The QB always wants to practice the “skill” of routing and catching with maximum speeds so it’s specific to the objective (well that’s what he wants), coaches also demand 100% performance on every time and of course there’s my own training which is sprinter-like but more accel-oriented with less sprinter skill work (top end, special endurance)

For example last week was:

Sunday - 3 hours routing no gear (game+skill work)
Monday - Catch work with less routing, but a lot of jumping to balls… + dunks
Tuesday - Squats etc, 6-10 range + catch work
Wednesday - 1 hour dunks, 2 hours 1x1 routing no gear
Thursday - Leg weights again
Friday - Accel work (sled, plyos, blocks) + COD cone work.

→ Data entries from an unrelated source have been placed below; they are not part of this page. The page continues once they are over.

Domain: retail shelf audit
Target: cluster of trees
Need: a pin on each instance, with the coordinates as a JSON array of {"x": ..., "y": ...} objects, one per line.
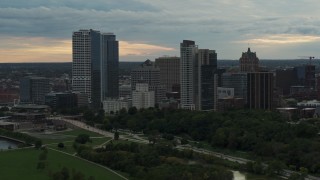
[
  {"x": 153, "y": 162},
  {"x": 262, "y": 133},
  {"x": 3, "y": 111},
  {"x": 64, "y": 174},
  {"x": 22, "y": 137}
]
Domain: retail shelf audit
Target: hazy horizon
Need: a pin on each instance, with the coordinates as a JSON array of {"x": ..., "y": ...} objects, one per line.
[{"x": 40, "y": 31}]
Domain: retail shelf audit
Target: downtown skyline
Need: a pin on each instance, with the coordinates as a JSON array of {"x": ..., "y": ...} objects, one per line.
[{"x": 40, "y": 31}]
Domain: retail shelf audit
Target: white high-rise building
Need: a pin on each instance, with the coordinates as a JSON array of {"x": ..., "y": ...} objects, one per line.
[
  {"x": 142, "y": 97},
  {"x": 81, "y": 63},
  {"x": 188, "y": 51},
  {"x": 95, "y": 65}
]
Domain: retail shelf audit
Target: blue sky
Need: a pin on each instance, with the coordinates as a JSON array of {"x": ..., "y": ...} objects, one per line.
[{"x": 40, "y": 30}]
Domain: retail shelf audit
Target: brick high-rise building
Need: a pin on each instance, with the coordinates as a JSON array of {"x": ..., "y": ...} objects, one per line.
[{"x": 260, "y": 90}]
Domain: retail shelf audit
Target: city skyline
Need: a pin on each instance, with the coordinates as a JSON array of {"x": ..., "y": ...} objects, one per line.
[{"x": 39, "y": 31}]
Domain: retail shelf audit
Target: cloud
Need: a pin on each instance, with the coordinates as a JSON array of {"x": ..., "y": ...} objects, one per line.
[
  {"x": 139, "y": 49},
  {"x": 281, "y": 39},
  {"x": 42, "y": 49},
  {"x": 214, "y": 24}
]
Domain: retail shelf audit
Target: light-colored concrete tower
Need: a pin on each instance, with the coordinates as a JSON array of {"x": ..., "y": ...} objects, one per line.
[
  {"x": 169, "y": 72},
  {"x": 95, "y": 65},
  {"x": 81, "y": 62},
  {"x": 188, "y": 51}
]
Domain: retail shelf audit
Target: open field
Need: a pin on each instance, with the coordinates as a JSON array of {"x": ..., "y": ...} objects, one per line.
[
  {"x": 62, "y": 136},
  {"x": 21, "y": 164}
]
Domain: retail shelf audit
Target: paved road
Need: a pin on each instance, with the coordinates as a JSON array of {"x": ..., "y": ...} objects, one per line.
[
  {"x": 138, "y": 139},
  {"x": 102, "y": 132}
]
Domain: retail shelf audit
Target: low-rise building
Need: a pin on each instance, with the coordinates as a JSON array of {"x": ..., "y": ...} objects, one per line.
[{"x": 115, "y": 105}]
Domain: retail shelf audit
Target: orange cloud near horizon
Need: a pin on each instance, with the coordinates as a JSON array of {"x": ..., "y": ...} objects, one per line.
[
  {"x": 40, "y": 49},
  {"x": 281, "y": 39}
]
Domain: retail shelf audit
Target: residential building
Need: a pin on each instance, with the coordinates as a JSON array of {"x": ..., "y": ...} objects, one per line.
[
  {"x": 237, "y": 81},
  {"x": 169, "y": 72},
  {"x": 260, "y": 90},
  {"x": 198, "y": 77},
  {"x": 95, "y": 65},
  {"x": 249, "y": 62},
  {"x": 34, "y": 89},
  {"x": 225, "y": 92},
  {"x": 206, "y": 80},
  {"x": 115, "y": 105},
  {"x": 142, "y": 97},
  {"x": 188, "y": 51},
  {"x": 150, "y": 74}
]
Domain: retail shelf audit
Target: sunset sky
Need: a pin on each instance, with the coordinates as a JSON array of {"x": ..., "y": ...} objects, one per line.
[{"x": 40, "y": 30}]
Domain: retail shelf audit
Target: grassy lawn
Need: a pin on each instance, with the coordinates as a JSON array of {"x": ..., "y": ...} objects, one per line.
[
  {"x": 68, "y": 145},
  {"x": 62, "y": 136},
  {"x": 76, "y": 132},
  {"x": 21, "y": 164}
]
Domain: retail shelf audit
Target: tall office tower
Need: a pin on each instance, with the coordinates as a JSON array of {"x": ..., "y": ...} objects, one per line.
[
  {"x": 142, "y": 97},
  {"x": 238, "y": 81},
  {"x": 188, "y": 51},
  {"x": 95, "y": 65},
  {"x": 169, "y": 72},
  {"x": 150, "y": 74},
  {"x": 110, "y": 66},
  {"x": 34, "y": 89},
  {"x": 249, "y": 62},
  {"x": 206, "y": 80},
  {"x": 260, "y": 90},
  {"x": 306, "y": 76}
]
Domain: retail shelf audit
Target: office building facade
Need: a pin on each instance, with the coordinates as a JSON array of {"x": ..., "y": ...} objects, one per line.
[
  {"x": 143, "y": 97},
  {"x": 198, "y": 77},
  {"x": 249, "y": 62},
  {"x": 34, "y": 89},
  {"x": 169, "y": 72},
  {"x": 237, "y": 81},
  {"x": 149, "y": 74},
  {"x": 95, "y": 65},
  {"x": 207, "y": 80},
  {"x": 188, "y": 52},
  {"x": 260, "y": 90}
]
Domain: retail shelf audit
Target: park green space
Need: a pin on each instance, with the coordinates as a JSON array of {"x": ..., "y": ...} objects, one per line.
[
  {"x": 68, "y": 145},
  {"x": 76, "y": 132},
  {"x": 22, "y": 164},
  {"x": 62, "y": 136}
]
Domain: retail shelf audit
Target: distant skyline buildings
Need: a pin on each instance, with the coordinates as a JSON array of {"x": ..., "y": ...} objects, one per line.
[
  {"x": 249, "y": 62},
  {"x": 272, "y": 31},
  {"x": 198, "y": 77}
]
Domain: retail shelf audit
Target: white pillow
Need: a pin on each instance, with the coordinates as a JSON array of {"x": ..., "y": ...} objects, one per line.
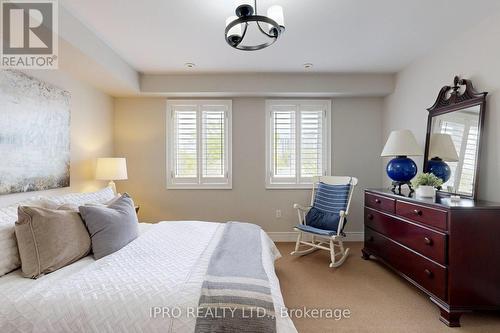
[
  {"x": 80, "y": 199},
  {"x": 9, "y": 255}
]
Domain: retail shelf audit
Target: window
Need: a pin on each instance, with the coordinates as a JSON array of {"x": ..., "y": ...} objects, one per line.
[
  {"x": 464, "y": 133},
  {"x": 199, "y": 144},
  {"x": 297, "y": 142}
]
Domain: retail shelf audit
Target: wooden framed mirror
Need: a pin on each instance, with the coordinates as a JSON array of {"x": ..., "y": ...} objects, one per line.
[{"x": 453, "y": 141}]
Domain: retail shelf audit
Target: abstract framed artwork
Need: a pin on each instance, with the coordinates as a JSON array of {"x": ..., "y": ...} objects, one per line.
[{"x": 34, "y": 134}]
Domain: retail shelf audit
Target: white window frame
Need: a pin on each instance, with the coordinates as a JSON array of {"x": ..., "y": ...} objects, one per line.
[
  {"x": 297, "y": 182},
  {"x": 199, "y": 182}
]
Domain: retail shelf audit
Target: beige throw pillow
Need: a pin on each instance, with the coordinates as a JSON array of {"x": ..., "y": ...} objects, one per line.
[{"x": 49, "y": 239}]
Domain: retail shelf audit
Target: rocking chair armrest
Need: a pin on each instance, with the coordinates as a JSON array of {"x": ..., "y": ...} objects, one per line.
[
  {"x": 302, "y": 208},
  {"x": 343, "y": 216}
]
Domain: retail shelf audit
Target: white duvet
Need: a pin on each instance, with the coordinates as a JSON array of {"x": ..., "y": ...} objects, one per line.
[{"x": 123, "y": 292}]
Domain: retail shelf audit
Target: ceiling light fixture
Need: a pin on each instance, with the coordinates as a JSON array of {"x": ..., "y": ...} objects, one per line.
[{"x": 271, "y": 26}]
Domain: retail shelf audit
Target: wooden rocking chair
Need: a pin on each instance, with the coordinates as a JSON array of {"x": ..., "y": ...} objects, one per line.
[{"x": 321, "y": 238}]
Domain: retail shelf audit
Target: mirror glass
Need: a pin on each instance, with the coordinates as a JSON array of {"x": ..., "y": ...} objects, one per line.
[{"x": 453, "y": 149}]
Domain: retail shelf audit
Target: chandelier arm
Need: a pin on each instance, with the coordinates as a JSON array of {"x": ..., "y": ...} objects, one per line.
[
  {"x": 265, "y": 33},
  {"x": 243, "y": 34},
  {"x": 247, "y": 20}
]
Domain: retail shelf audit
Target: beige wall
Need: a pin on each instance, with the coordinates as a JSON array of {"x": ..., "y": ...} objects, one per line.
[
  {"x": 474, "y": 55},
  {"x": 140, "y": 133},
  {"x": 91, "y": 133}
]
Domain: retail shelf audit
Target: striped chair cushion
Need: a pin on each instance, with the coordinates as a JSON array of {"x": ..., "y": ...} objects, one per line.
[{"x": 328, "y": 202}]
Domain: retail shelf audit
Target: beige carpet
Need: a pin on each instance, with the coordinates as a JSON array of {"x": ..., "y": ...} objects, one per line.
[{"x": 379, "y": 300}]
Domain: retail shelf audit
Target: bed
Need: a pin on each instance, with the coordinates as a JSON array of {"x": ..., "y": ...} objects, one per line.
[{"x": 147, "y": 286}]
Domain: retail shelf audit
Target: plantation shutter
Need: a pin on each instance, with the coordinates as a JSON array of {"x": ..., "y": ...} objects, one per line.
[
  {"x": 199, "y": 146},
  {"x": 284, "y": 145},
  {"x": 297, "y": 141},
  {"x": 311, "y": 143},
  {"x": 213, "y": 145},
  {"x": 186, "y": 152},
  {"x": 464, "y": 136},
  {"x": 469, "y": 161}
]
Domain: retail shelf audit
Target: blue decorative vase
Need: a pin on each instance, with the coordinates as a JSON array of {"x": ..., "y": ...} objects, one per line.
[
  {"x": 401, "y": 169},
  {"x": 439, "y": 168}
]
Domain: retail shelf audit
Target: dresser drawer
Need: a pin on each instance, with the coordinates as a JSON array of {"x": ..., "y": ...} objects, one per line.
[
  {"x": 424, "y": 272},
  {"x": 379, "y": 202},
  {"x": 425, "y": 241},
  {"x": 426, "y": 215}
]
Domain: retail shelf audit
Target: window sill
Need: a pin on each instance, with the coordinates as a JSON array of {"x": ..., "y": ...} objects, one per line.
[
  {"x": 288, "y": 186},
  {"x": 198, "y": 187}
]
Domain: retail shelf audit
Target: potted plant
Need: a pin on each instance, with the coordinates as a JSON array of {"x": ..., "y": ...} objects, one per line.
[{"x": 426, "y": 184}]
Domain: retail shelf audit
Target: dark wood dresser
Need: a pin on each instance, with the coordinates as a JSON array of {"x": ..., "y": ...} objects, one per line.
[{"x": 451, "y": 251}]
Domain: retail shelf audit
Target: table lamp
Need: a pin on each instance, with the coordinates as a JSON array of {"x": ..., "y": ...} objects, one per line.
[
  {"x": 111, "y": 168},
  {"x": 401, "y": 169},
  {"x": 441, "y": 150}
]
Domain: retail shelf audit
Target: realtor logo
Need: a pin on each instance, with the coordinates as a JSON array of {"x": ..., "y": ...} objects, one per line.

So basically my question is, can you have relatively “high” powered “low” days IF top speed isn’t trained ?
Then, when I get the essence of catching balls done, I can reduce this volume to back to regular.

I just feel like I need frequency to get the “feel” of the game, and I learned basketball by playing it at age 8 hours a day… Problem is, football is much harsher than ball… I want frequency, but it comes with insane intensity.

Over the two month’s , what have you achieved physically?

Let’s think… I lost about 2kg of bodyweight with the same diet, I am able to accelerate to a good degree on a daily basis (go from a 3.6 30m PB, I am able to 3.8 daily), and of course, I improved as a wide receiver, I route better on the field, and I catch more balls.

I’m not sure if I improved my maximum acceleration… I will measure tomorrow and see if I can go a low 3.6 HT which should be a 3.9x FAT 30m judging by past measures, in that case I’ll be very very happy.

Learning new skills, typically, everything you do is High intensity.

As you learn, adapt, you can start to mold your training into traditional High / Low days.

You could find, for 6 x months you’ll improve your football ability by using such a plan.

However, long term - once that “honeymoon” period is over, really try and focus your training into a plan you know allows for Speed, skill, strength, conditioning and RECOVERY.

Thanks man, obviously starting a new game like that with existing strength and sprint skills can cause a little trouble… Most kids over there were born with a football and developed all skills simultaneously.

Just needed that “good to go” so that I keep training with confidence :slight_smile:

I’ve been training for flag football, just rec games, and I do it hi-lo. I worked up to full speed positional drills/routes as acceleration and then throw in some 30’s and 60’s or speed change drills to finish the hi days. Add throws and plyo. Add weights if you want, I don’t do a lot of weights and frequently skip them. I got all of this from James.

Where are you located ? There’s the flag europeans in September (italy)… Could be cool to see you there

BTW you mean you run routes for 2 hours, finish, then do some more sprints and plyos and go home ?

I’m in the US and don’t have freak skills.

I would run some routes or DB drills or both and then finish with standard accels or max v sprints or EFE/FEF. Then the the typical throws and plyo and a few weights. Typical CF.

You want the total volume of positional drills/routes + sprints to equal roughly the total volume of your typical sprint workouts.